Tracy Pepe says scent is similar to lighting in how it affects the human psyche. (Photos by Yianni Tong)

The lobby of Toronto’s Trump Hotel has all of the elements of a ritzy, five-star lodging. The check-in desk is wrapped in Macassar ebony. The floor is inlaid with onyx and the drapes are velvet.

The most luxurious design detail, however, isn’t visible or even that discernible. Subtle wafts of champagne and caviar drift through the foyer, giving the place an air of exclusivity, and providing an olfactory signal to the c-suite clientele that they’ve arrived – literally and figuratively.

Tracy Pepe, the founder of Nose Knows Design – a Brampton, Ont.-based olfactive-branding studio – custom-crafted the aroma. She’s one of a handful of North American scent designers who works with architects and interior designers to ensure that the smell of a space is as pleasing as the decor. Because our sense of smell has a strong impact on both our physical and psychological perceptions, her work has a powerful effect on our experience of the environment – improving not only the aroma, but also enhancing the colours, sounds and the overall emotional response.

That impact is likely why the luxury is appearing more and more. According to a recent New York Times article, the Delos, a high-end Manhattan condo, perfumes the apartments of its residents, including Deepak Chopra and Leonardo DiCaprio, with custom fragrances. And many fashion designers scent their runway shows to enhance the look of the clothes (Dawn and Samantha Goldworm, who run New York scent studio 12.29, have developed olfactory signatures for Zac Posen, Rodarte and Jason Wu).

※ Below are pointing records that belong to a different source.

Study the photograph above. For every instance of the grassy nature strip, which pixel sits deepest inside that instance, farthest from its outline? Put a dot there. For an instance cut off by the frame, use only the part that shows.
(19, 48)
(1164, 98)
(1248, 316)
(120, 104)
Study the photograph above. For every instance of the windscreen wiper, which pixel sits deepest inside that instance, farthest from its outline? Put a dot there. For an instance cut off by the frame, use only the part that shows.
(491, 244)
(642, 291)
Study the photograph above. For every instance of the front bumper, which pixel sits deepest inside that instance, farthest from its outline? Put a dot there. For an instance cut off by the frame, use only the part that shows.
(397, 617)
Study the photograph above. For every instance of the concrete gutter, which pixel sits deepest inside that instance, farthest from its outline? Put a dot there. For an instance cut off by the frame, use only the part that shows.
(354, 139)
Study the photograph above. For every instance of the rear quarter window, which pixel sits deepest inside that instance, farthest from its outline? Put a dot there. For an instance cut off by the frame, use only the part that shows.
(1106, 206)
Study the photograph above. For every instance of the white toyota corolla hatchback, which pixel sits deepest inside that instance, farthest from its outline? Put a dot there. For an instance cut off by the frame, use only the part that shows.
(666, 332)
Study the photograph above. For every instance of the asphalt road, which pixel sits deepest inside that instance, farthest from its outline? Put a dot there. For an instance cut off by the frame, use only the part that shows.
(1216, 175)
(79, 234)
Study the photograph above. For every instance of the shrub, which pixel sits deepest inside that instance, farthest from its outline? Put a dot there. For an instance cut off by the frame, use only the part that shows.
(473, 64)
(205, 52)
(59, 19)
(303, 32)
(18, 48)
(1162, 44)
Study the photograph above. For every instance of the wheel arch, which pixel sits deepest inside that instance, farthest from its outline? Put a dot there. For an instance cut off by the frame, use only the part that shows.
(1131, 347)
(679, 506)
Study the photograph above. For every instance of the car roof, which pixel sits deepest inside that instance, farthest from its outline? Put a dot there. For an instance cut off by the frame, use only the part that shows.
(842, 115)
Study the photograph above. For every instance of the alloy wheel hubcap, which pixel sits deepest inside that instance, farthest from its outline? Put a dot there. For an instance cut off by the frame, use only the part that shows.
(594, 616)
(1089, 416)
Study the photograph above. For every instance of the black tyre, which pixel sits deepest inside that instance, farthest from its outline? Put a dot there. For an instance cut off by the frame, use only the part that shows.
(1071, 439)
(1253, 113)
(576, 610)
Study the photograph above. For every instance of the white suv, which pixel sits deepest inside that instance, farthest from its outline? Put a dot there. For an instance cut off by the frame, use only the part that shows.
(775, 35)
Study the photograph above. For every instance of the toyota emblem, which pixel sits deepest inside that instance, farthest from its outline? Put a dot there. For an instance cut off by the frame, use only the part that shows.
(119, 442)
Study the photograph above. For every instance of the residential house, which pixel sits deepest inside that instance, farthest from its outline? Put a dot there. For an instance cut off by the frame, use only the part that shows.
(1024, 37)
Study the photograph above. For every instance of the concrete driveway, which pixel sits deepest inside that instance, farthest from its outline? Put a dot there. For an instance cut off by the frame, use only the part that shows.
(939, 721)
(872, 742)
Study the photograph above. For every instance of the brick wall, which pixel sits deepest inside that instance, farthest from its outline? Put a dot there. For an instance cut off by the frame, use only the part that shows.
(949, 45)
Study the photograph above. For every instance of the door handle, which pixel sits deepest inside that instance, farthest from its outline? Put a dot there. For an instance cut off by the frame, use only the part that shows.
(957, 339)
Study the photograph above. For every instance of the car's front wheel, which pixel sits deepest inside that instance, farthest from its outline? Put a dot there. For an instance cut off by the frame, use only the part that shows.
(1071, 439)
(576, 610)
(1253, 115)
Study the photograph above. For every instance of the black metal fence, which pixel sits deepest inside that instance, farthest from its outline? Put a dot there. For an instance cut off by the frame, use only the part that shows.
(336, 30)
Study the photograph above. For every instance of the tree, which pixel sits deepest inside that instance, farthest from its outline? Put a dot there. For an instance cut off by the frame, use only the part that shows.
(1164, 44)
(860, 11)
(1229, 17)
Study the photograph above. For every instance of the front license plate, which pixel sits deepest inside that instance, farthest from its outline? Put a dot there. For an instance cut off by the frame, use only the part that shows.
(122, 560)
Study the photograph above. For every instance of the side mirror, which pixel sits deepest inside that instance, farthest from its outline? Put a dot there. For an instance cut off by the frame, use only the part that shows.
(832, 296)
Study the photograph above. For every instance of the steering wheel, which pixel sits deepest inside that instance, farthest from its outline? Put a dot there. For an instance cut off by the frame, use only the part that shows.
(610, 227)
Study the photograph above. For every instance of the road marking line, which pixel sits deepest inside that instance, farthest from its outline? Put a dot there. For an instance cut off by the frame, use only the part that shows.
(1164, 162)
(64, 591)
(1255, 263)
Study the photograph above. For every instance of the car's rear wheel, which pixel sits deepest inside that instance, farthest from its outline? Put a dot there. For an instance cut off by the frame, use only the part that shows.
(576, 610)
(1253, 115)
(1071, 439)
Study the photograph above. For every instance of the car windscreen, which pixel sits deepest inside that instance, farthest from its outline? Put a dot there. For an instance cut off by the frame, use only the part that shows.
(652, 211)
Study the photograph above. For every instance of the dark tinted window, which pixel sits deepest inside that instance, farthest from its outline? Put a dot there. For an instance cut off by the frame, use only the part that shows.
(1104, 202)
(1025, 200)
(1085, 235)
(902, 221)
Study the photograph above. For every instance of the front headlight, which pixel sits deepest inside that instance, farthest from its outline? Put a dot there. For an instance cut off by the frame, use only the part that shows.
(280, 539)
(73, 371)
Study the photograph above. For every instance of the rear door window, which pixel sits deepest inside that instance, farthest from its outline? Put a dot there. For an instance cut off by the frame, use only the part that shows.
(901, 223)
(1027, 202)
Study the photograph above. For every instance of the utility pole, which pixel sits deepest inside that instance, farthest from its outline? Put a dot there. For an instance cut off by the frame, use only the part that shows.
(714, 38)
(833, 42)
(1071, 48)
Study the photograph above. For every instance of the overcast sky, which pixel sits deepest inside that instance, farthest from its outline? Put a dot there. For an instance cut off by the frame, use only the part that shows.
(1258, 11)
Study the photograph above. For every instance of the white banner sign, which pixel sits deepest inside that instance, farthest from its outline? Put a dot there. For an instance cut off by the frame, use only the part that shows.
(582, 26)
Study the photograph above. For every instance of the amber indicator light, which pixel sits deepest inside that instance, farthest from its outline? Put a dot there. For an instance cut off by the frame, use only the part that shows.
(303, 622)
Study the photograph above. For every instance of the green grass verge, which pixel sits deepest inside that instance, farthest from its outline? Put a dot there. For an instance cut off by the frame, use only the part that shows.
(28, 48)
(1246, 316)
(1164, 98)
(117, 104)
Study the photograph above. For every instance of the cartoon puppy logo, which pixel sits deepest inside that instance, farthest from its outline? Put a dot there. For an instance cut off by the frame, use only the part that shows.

When done well, the work of someone such as Pepe aims to make people linger longer, return more often and spend more money. She is currently working on a pilot project with Wal-Mart, with initial findings showing a 33-per-cent bump in sales in targeted scented space.

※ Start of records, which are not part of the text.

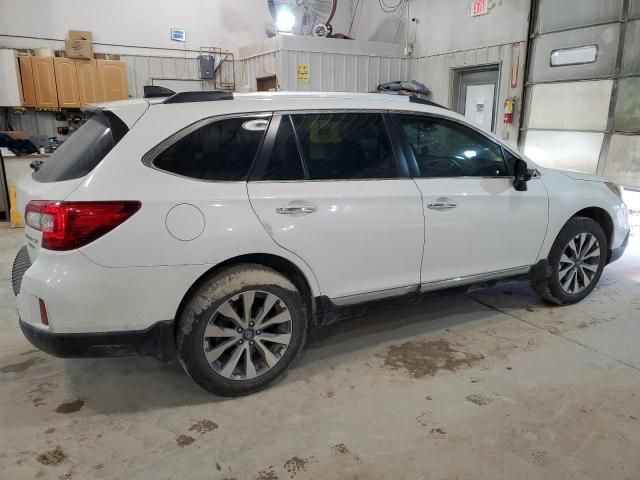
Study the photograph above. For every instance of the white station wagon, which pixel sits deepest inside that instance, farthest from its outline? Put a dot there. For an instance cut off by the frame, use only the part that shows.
(226, 226)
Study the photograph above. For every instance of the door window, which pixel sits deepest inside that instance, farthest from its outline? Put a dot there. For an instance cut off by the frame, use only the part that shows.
(443, 148)
(345, 146)
(221, 150)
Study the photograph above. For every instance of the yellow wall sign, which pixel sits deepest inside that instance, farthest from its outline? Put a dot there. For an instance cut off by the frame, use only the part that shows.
(303, 72)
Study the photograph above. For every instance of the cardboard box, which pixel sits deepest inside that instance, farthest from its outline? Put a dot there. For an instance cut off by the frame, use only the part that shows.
(80, 35)
(79, 49)
(16, 134)
(79, 45)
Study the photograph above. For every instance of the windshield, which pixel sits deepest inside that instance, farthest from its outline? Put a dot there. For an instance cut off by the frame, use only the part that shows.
(80, 154)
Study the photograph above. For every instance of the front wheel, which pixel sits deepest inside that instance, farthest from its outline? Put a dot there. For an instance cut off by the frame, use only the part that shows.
(575, 262)
(241, 329)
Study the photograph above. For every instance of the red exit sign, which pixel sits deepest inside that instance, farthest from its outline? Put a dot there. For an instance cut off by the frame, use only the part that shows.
(479, 7)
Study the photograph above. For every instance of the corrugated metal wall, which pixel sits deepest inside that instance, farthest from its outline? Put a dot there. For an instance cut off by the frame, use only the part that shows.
(586, 117)
(437, 71)
(341, 72)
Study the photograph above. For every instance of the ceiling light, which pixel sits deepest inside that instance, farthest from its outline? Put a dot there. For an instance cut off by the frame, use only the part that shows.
(285, 20)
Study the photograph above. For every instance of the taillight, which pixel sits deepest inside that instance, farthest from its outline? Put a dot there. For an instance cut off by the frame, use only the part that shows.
(44, 317)
(71, 225)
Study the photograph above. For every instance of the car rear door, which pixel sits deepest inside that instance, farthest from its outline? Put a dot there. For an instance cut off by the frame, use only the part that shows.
(329, 187)
(477, 225)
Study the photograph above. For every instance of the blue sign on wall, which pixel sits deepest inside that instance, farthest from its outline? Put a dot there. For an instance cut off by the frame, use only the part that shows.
(178, 35)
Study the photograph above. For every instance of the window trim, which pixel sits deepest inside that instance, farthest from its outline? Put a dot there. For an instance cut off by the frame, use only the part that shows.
(409, 150)
(264, 154)
(149, 157)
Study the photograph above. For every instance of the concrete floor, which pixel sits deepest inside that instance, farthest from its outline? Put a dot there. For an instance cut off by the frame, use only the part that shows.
(489, 385)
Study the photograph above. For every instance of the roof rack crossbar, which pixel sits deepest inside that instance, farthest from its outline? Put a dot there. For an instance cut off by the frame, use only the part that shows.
(208, 96)
(157, 91)
(424, 101)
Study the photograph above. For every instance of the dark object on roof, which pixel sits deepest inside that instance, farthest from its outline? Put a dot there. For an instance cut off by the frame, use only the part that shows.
(17, 147)
(188, 97)
(399, 87)
(156, 91)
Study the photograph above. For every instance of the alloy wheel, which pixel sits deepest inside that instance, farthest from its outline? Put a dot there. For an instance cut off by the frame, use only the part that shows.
(247, 335)
(579, 263)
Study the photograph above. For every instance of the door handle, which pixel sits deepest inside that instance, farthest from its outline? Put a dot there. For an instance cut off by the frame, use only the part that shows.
(293, 209)
(442, 204)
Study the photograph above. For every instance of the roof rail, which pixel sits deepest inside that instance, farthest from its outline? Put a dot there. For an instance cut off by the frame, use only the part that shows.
(209, 96)
(424, 101)
(156, 91)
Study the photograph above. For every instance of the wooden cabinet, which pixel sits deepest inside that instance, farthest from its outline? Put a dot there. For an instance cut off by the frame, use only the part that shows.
(66, 83)
(44, 82)
(112, 80)
(87, 71)
(26, 77)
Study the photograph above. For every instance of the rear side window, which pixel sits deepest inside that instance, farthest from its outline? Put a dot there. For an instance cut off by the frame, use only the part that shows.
(345, 146)
(83, 151)
(221, 150)
(444, 148)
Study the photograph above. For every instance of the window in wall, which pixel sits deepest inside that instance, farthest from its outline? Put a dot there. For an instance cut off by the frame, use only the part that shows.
(443, 148)
(221, 150)
(574, 56)
(345, 146)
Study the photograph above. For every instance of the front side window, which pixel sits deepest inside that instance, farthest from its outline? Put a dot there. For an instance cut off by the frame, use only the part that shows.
(222, 150)
(443, 148)
(338, 146)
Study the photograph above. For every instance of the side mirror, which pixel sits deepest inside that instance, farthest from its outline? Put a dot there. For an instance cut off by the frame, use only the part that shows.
(522, 175)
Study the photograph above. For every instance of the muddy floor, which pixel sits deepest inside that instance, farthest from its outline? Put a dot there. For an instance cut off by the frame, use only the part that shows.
(487, 385)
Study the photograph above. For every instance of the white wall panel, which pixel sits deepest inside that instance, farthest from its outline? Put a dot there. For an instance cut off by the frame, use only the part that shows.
(554, 105)
(437, 71)
(562, 14)
(623, 160)
(577, 151)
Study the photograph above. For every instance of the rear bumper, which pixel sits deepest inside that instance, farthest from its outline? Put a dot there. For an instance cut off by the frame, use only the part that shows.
(156, 341)
(616, 253)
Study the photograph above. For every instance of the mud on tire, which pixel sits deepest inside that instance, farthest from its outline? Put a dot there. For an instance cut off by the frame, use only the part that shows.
(241, 329)
(554, 285)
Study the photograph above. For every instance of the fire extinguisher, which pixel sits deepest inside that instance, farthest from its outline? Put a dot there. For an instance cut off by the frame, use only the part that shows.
(509, 105)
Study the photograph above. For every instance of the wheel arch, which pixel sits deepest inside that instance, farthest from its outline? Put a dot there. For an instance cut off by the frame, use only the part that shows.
(278, 263)
(602, 217)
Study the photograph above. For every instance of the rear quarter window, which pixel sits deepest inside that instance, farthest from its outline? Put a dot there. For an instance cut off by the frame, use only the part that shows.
(84, 150)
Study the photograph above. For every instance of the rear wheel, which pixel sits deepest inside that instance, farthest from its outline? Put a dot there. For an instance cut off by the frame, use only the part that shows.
(575, 262)
(241, 330)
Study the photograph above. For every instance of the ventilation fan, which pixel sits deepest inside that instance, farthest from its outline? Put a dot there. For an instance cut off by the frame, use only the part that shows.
(303, 17)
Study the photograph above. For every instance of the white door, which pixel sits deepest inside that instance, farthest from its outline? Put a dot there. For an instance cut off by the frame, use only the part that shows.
(341, 206)
(475, 221)
(479, 104)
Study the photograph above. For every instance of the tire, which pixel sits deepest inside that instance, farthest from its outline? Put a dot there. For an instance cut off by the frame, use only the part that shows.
(226, 352)
(575, 263)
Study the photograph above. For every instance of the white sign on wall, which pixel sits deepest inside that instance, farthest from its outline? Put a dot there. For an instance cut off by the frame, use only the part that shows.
(178, 35)
(479, 7)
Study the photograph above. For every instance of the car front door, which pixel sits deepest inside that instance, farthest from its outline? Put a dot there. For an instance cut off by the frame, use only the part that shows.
(328, 187)
(477, 226)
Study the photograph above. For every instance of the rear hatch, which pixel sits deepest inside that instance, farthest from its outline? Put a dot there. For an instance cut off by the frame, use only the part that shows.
(65, 170)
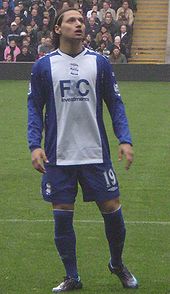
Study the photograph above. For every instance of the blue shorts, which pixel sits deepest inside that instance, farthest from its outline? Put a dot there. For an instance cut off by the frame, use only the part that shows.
(98, 183)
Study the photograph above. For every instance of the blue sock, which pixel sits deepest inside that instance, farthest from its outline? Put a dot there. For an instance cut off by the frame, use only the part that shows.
(115, 233)
(65, 241)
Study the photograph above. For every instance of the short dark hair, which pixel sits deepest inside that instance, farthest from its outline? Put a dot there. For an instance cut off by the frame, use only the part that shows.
(58, 21)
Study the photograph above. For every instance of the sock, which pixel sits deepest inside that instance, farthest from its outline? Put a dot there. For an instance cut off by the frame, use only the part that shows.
(65, 241)
(115, 233)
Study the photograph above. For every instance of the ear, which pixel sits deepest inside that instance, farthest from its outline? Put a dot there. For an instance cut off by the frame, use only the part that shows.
(57, 29)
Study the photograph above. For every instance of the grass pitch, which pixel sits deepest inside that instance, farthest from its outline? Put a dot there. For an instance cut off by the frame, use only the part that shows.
(28, 259)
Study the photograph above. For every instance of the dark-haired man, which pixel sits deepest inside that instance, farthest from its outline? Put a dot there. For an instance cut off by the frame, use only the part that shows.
(72, 83)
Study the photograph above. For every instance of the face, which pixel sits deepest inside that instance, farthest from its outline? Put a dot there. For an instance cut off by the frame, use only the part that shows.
(13, 28)
(45, 21)
(117, 40)
(123, 29)
(17, 10)
(125, 5)
(108, 18)
(5, 5)
(17, 20)
(2, 11)
(34, 12)
(72, 26)
(12, 43)
(48, 41)
(24, 50)
(116, 52)
(105, 5)
(47, 3)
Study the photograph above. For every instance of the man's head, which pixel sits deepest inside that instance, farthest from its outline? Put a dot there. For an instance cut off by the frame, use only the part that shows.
(17, 10)
(106, 5)
(125, 5)
(12, 44)
(116, 52)
(45, 21)
(13, 26)
(123, 28)
(108, 17)
(24, 50)
(18, 20)
(68, 26)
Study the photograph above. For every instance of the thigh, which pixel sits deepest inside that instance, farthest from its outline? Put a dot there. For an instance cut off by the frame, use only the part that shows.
(59, 184)
(98, 182)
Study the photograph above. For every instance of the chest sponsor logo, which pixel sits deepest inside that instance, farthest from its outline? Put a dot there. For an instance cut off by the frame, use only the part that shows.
(74, 90)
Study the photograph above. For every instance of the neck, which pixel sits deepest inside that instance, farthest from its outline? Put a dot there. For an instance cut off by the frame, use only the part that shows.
(71, 48)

According to Dr. Sarah J.S. Wilner, an assistant professor of marketing at Wilfrid Laurier University, a consumer’s reaction to smell – in the Wal-Mart case, a smoky aroma near barbecue products – might trigger some specific cultural need.

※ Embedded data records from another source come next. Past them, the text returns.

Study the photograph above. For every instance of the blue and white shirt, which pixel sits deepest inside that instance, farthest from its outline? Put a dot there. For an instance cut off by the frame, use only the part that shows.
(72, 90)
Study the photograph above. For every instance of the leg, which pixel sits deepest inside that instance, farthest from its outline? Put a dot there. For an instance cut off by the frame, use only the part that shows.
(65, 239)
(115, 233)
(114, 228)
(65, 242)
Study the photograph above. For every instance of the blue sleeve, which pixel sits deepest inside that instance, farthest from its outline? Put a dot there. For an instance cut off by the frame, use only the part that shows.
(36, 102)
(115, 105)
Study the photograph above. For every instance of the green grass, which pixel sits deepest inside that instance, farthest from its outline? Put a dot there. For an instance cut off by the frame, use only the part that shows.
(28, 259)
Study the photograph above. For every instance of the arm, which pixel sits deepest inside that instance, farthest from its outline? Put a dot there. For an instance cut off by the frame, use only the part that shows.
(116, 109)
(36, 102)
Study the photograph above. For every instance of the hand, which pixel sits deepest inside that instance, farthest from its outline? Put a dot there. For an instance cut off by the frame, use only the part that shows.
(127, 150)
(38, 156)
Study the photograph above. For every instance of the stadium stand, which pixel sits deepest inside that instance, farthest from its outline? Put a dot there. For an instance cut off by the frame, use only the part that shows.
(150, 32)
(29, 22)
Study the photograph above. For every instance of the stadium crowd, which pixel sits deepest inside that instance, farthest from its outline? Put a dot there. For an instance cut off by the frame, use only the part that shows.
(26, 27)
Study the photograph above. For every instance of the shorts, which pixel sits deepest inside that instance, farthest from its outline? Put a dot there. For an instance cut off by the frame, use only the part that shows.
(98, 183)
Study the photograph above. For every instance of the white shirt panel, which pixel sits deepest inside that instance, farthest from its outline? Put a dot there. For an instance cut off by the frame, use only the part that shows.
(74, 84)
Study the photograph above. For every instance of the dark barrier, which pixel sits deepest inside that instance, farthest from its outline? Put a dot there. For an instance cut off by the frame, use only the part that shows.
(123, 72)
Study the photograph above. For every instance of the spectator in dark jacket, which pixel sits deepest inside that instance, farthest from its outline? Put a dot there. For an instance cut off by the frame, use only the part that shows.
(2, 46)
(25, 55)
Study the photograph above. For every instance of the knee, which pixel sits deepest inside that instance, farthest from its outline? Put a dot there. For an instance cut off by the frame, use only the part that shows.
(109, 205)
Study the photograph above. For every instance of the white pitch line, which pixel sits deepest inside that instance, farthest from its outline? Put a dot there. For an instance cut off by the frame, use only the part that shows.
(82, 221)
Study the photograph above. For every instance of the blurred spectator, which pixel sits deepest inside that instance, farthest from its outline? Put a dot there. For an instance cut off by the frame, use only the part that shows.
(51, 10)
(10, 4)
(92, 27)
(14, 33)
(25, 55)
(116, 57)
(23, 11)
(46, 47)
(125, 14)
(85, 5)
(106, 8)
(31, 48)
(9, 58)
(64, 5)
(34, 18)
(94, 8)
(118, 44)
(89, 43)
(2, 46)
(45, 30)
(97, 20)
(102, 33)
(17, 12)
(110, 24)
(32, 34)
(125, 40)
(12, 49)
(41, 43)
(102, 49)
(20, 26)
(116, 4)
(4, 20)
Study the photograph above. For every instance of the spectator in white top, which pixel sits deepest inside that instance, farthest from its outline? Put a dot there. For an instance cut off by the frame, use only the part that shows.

“There’s a famous British anthropologist named Daniel Miller who wrote an essay in 1998 titled Making Love in Supermarkets,” Wilner explains, “which, very basically, was about how grocery shopping can be, fundamentally, an act of expression of care and attention. So in the Wal-Mart instance, the smell might remind a wife of how much her husband likes to have friends over for a barbecue.”

Part of the success of this approach, though, is a certain seamlessness. Unlike stores, such as Lush or Abercrombie & Fitch, where the scent branding is notoriously overt, Pepe’s touch is so deft as to almost be untraceable – blending carefully into the room, as opposed to singularly defining it.

“Scent is very similar to great lighting,” Pepe says. “Great lighting – as opposed to just a light bulb – can change the mood. It can warm you up. It can invite your guests. Smell is the same thing.” Harsh or garish lighting, on the other hand, can be repellent.

But whereas lighting is a commonly accepted requirement for a good space, scent design is much less ubiquitous. Until now. According to Pepe, the olfactive-branding industry (which she currently estimates to be worth $500-million a year, a tiny fraction of the multibillion-dollar perfume business) is set to boom over the next two years.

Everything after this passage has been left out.